Fifth graders have a hard time understanding that 1 is not a prime number. It's not composite either. Does it have its own category? I haven't been able to find anything.

Barbara said...

Sadness! I totally wanted that shirt, but only when I thought it was correct.

Anonymous said...

I'm hoping a review of the school play comes soon!

Rick Patterson said...

To institutrice,
I was always told that 1 was a "special number."
Of course, Three Dog Night told me that 1 was "the loneliest number that you'll ever do."
I'm not helping you, am I?

everyWEAR Designs said...

I hate math...

Lsquared said...

To insitutrice,

the best way of teaching why 1 isn't prime is a lesson I got out of Teaching Children Mathematics. Get some colored cubes. Tell the children: red is 2, blue is 3, yellow is 5 (or whatever colors you want). I'm going to put some cubes in my pocket/bag/whatever, and I'll tell you that when you multiply those numbers together you get 12. Can you figure out what cubes are in my pocket (yes). Repeat for several other choices of cubes (what cubes could give you 10? 20? 90?). Every time, there's only one choice of what could be in your pocket.

Now pick another color and make it a composite number like 6 or 4. Now can they figure out what cubes you have if the product is 12 (not for sure--there are two possibilities). So that's why 6 and 4 aren't prime.

Now, throw out the composite numbers and go back to the 3 primes, but add a color that you say will be 1. Now can they figure out what you have when the product is 12? No--because you could have any number of ones--there's no way of knowing how many ones are in your pocket. That's why 1 isn't prime.

Prime numbers have as their most important job giving a unique way of factoring any whole number.

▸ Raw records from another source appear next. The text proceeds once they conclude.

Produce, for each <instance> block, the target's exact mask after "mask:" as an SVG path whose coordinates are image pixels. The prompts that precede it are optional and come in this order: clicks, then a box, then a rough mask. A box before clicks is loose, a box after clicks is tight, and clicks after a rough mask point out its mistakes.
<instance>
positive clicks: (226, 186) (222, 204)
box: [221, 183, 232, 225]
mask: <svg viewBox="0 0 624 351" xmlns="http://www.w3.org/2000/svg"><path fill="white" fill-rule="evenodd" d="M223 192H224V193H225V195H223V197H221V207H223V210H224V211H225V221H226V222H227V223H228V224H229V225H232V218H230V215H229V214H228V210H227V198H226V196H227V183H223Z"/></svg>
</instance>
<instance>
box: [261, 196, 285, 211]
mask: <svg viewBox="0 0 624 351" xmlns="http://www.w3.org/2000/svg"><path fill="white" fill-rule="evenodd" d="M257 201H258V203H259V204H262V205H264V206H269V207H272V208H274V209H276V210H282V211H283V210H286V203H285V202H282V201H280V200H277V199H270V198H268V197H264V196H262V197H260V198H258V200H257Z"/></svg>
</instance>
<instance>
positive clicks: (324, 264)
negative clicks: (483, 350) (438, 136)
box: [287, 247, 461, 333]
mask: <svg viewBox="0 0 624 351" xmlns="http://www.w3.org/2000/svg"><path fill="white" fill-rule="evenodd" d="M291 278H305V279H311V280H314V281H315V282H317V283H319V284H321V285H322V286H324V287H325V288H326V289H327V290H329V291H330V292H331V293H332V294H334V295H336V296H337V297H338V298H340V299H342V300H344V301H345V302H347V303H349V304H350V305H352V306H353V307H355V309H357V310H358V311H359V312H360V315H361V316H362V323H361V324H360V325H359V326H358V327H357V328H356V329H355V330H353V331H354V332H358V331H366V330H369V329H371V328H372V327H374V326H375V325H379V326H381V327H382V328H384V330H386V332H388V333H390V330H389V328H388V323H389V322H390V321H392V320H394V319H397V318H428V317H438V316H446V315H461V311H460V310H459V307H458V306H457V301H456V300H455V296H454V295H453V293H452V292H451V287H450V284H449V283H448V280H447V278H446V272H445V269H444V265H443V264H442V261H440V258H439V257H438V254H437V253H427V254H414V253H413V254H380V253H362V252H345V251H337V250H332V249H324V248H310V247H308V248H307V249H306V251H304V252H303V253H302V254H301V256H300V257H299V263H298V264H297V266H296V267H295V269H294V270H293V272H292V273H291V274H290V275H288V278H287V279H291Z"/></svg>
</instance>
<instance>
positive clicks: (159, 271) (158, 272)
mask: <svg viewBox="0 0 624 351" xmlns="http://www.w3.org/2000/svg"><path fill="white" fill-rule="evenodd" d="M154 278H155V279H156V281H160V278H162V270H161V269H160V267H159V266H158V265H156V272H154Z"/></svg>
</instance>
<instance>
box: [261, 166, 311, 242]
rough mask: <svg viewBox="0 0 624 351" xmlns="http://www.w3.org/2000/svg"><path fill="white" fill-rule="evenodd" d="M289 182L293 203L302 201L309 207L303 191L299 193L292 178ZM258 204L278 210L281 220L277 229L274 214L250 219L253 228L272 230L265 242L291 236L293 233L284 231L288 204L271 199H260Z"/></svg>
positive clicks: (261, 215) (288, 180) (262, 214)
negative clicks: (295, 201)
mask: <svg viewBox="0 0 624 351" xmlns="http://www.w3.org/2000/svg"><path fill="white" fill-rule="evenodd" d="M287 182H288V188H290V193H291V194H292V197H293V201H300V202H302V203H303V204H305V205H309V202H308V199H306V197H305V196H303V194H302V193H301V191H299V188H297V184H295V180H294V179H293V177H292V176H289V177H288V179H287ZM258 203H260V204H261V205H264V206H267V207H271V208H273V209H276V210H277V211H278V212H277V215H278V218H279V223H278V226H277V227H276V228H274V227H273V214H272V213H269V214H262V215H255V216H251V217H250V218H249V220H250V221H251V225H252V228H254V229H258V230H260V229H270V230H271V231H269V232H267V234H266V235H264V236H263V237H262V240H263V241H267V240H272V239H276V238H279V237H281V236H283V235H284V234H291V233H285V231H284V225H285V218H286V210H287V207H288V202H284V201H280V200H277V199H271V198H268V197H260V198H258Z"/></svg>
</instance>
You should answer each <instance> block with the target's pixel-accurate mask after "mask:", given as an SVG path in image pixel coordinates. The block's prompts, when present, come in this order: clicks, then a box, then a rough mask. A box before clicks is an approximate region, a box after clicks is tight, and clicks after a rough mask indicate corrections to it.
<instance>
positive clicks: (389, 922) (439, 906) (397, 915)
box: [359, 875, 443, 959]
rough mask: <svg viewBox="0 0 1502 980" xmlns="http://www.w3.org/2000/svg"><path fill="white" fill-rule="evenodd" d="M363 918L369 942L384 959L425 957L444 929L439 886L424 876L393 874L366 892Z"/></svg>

(BTW, the number 1 has two special terms associated with it. One is that it is the multiplicative identity; the other (which is more directly comparable to being prime or composite) is that it is a unit. It is a unit because it has a multiplicative inverse (that is also a whole number). That seems like a silly definition when all you ever do is whole numbers, but mathematicians like to play the same prime and composite games with things like matrices, and then there are a lot more things that are units.